Engineering
Our approach in biomanufacturing α-Terpineol was a two plasmid system that would be able to utilize a native yeast pathway to convert Acetyl-CoA all the way to α-Terpineol . This native yeast pathway is called the Mevalonate pathway and is normally used for momoterpene production. However, we decided to utilize this system in E. coli rather than yeast. This decision was made due to natural inhibitors that exist in yeast that may cause a low yield. The thought was to remove the inhibitors and get a much higher production of our monoterpene.
Design of Dual Plasmid System
The first plasmid (JBEI-3085) contains the MEV pathway and produces IPP and DMAPP
The second plasmid (pTrc_GppsGb_VvTs) was purchased from Addgene (#50603) and modified to produce α -Terpineol
*Addgene plasmid (#50603) prior to being digested and recloned with newly designed part (BBa_K4078003)

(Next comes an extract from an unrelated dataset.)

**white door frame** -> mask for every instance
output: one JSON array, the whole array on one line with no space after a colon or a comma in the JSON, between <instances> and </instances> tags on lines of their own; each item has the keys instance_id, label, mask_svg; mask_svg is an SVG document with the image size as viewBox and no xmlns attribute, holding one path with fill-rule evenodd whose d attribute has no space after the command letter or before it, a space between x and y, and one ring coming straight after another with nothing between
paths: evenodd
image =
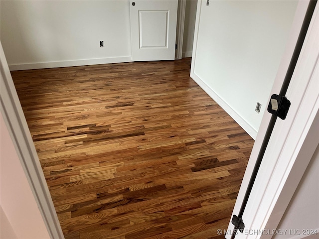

*Cloned to include GPPS/αTS geneblock from IDT
*Our GPPS (BBa_K2753002) was used from a past iGEM team (Great Bay). This newly constructed plasmid contains a LacI repressor gene and is inducible by IPTG*
Build
To build our plasmids we used transformation methods with MG1655 competent cells and sequenced the resulting mini-preps to confirm prior to moving forward. The building process took the most time as we were having issues with digests and verifying what we were sent is correct. Numerous gels were run, and many digests were performed but after that was figured out we were ready for production assays.
Test
In order to test production, we ran production assays where 5mL cultures were grown to an OD600 of 0.8. 1mL of dodecane was added along with the given concentration of IPTG and allowed to grow for 72 hours. To extract, 4mL of ethyl acetate was added and the organic layer was harvested, the samples were then quantified with GCMS.
Quantification by GC/MS
We believe that the production levels that we obtained may be too low to be detected by GC/MS. Though as it is being shown, there is no production of α -Terpineol at the moment and something that can be optimized and worked on in the years to come.
Learn
The experiments that followed the discovery of zero production included a few different steps. The first was varying the concentrations in which we induced production with IPTG to see if the problem was the use of note enough or far too much. We also spoke to an expert in the field, Dr. Michael Miller, who worked with terpene production for several years, and he suggested that switching the order of the GPPS and the αTS may affect production.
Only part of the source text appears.